Each type of fingerprint sensor can take two basic forms: the stagnant and the moving fingerprint scanner.

- Stagnant: The scanning module is mounted statically, and the user is required to swipe their fingers across it. This is cheaper but also less reliable than the moving form. Imaging can be less than ideal if the finger is not dragged over the scanning area at constant speed.
- Moving: The scanning module is mounted on a movable surface, while the user's finger can remain static. Because this layout allows the scanning module to pass the fingerprint at a constant speed, this method is generally more reliable.

== Form factors ==
=== Peripherals ===
Add-on fingerprint readers for PCs initially appeared in the late 1990's in the form of PCMCIA modules. Microsoft released a model in its IntelliMouse line with an integrated fingerprint reader in 2005.

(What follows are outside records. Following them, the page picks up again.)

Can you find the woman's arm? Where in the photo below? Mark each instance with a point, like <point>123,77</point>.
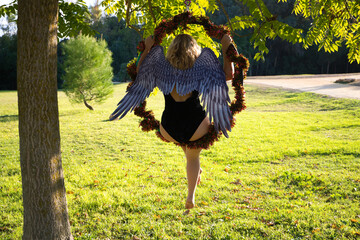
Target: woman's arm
<point>228,66</point>
<point>149,42</point>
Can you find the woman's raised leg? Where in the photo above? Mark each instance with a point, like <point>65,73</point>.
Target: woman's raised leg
<point>193,172</point>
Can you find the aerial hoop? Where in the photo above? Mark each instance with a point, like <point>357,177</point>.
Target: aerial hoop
<point>241,65</point>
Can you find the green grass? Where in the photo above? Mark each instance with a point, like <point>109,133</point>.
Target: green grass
<point>290,170</point>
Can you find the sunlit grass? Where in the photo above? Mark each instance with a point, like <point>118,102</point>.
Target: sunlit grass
<point>290,170</point>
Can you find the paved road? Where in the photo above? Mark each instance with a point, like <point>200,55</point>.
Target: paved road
<point>322,84</point>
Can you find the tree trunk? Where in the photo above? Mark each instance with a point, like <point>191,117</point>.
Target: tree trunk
<point>44,195</point>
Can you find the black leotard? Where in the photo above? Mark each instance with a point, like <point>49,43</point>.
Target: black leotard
<point>182,119</point>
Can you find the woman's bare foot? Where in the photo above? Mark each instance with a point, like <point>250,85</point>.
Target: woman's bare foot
<point>199,178</point>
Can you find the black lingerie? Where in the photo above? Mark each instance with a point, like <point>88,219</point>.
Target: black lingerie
<point>182,119</point>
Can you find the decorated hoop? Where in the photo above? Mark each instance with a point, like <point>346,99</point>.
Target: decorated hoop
<point>241,65</point>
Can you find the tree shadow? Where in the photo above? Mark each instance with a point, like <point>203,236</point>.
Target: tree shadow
<point>9,118</point>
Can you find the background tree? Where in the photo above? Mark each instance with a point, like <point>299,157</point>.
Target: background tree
<point>333,22</point>
<point>88,73</point>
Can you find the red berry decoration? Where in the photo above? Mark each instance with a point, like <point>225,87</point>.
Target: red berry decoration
<point>241,65</point>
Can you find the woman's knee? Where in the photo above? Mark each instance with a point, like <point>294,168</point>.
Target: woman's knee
<point>192,154</point>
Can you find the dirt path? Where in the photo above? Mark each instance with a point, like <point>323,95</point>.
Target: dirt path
<point>321,84</point>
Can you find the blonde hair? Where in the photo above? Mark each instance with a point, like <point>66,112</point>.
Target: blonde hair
<point>183,51</point>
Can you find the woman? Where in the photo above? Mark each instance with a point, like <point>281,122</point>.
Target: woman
<point>184,119</point>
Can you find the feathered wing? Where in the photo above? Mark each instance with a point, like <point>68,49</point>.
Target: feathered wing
<point>207,77</point>
<point>142,86</point>
<point>214,90</point>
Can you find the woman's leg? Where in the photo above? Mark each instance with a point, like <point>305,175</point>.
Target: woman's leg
<point>193,172</point>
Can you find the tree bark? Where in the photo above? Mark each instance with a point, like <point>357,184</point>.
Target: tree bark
<point>88,106</point>
<point>44,195</point>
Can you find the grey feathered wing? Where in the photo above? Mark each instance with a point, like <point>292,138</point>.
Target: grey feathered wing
<point>206,76</point>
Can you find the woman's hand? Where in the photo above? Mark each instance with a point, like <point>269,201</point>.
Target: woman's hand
<point>225,42</point>
<point>228,66</point>
<point>149,42</point>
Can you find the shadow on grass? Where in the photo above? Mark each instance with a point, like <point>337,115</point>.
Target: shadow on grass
<point>9,118</point>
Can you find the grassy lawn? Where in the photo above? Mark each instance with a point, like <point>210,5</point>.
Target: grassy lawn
<point>290,170</point>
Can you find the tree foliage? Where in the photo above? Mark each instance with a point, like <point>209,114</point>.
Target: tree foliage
<point>332,21</point>
<point>88,71</point>
<point>73,17</point>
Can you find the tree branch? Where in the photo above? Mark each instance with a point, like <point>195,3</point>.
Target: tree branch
<point>128,7</point>
<point>227,17</point>
<point>151,11</point>
<point>347,9</point>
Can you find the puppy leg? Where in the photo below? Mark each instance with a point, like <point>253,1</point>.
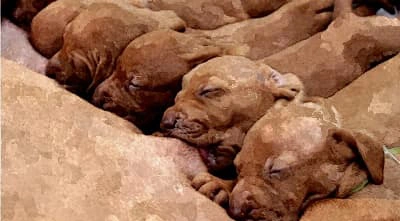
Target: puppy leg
<point>214,188</point>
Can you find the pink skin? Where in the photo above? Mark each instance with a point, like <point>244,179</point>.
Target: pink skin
<point>15,46</point>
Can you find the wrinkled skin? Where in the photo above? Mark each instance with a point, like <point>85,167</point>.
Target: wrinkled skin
<point>96,37</point>
<point>25,10</point>
<point>218,103</point>
<point>330,60</point>
<point>48,26</point>
<point>15,46</point>
<point>262,37</point>
<point>365,7</point>
<point>149,74</point>
<point>298,155</point>
<point>211,14</point>
<point>292,157</point>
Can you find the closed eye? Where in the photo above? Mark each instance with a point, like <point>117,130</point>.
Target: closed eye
<point>210,92</point>
<point>133,85</point>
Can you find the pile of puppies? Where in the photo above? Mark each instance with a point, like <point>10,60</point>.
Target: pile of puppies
<point>240,91</point>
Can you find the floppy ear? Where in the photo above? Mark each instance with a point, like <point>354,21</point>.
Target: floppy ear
<point>283,86</point>
<point>53,66</point>
<point>200,52</point>
<point>364,156</point>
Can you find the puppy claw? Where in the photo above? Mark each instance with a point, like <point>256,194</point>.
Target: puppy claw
<point>222,198</point>
<point>212,187</point>
<point>201,179</point>
<point>324,17</point>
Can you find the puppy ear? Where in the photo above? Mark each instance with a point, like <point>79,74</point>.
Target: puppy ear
<point>200,52</point>
<point>283,86</point>
<point>53,66</point>
<point>364,155</point>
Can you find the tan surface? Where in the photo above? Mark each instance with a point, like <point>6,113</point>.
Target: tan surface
<point>354,210</point>
<point>63,159</point>
<point>368,103</point>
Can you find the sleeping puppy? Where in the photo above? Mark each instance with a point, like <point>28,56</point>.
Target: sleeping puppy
<point>149,73</point>
<point>211,14</point>
<point>96,37</point>
<point>24,10</point>
<point>366,7</point>
<point>293,22</point>
<point>220,100</point>
<point>330,60</point>
<point>15,46</point>
<point>297,155</point>
<point>161,49</point>
<point>326,63</point>
<point>312,150</point>
<point>49,24</point>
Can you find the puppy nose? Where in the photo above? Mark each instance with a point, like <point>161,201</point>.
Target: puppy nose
<point>169,120</point>
<point>100,97</point>
<point>52,68</point>
<point>240,204</point>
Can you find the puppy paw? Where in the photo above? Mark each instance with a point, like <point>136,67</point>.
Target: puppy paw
<point>214,188</point>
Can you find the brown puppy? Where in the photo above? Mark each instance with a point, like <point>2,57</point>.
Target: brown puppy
<point>174,54</point>
<point>25,10</point>
<point>330,60</point>
<point>297,155</point>
<point>365,7</point>
<point>220,100</point>
<point>293,22</point>
<point>302,135</point>
<point>211,14</point>
<point>48,25</point>
<point>15,46</point>
<point>148,75</point>
<point>96,37</point>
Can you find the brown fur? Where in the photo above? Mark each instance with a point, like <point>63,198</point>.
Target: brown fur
<point>174,54</point>
<point>328,61</point>
<point>219,102</point>
<point>149,73</point>
<point>211,14</point>
<point>258,38</point>
<point>25,10</point>
<point>96,37</point>
<point>48,25</point>
<point>305,150</point>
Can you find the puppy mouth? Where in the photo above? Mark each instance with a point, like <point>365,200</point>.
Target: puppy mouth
<point>260,214</point>
<point>218,157</point>
<point>190,131</point>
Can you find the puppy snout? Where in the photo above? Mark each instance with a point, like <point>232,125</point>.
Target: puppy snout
<point>169,120</point>
<point>241,204</point>
<point>101,97</point>
<point>52,68</point>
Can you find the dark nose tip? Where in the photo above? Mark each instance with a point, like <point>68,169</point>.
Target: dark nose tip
<point>169,120</point>
<point>241,205</point>
<point>100,97</point>
<point>53,67</point>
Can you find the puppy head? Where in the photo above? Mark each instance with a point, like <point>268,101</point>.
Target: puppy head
<point>72,70</point>
<point>293,157</point>
<point>221,99</point>
<point>148,76</point>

=== Integrated readers ===
Laptops with built-in readers emerged around the same time as peripheral readers with devices such as NECs MC/R730F. IBM produced laptops with integrated readers starting in 2004. Apple introduced fingerprint scanners to their devices under the name Touch ID in 2013. These were initially released on the iPhone 5S, with the technology remaining exclusive to iPhones until the release of the 2016 MacBook Pro. On both laptops and smartphones, the fingerprint sensor usually uses a USB or I2C interface internally.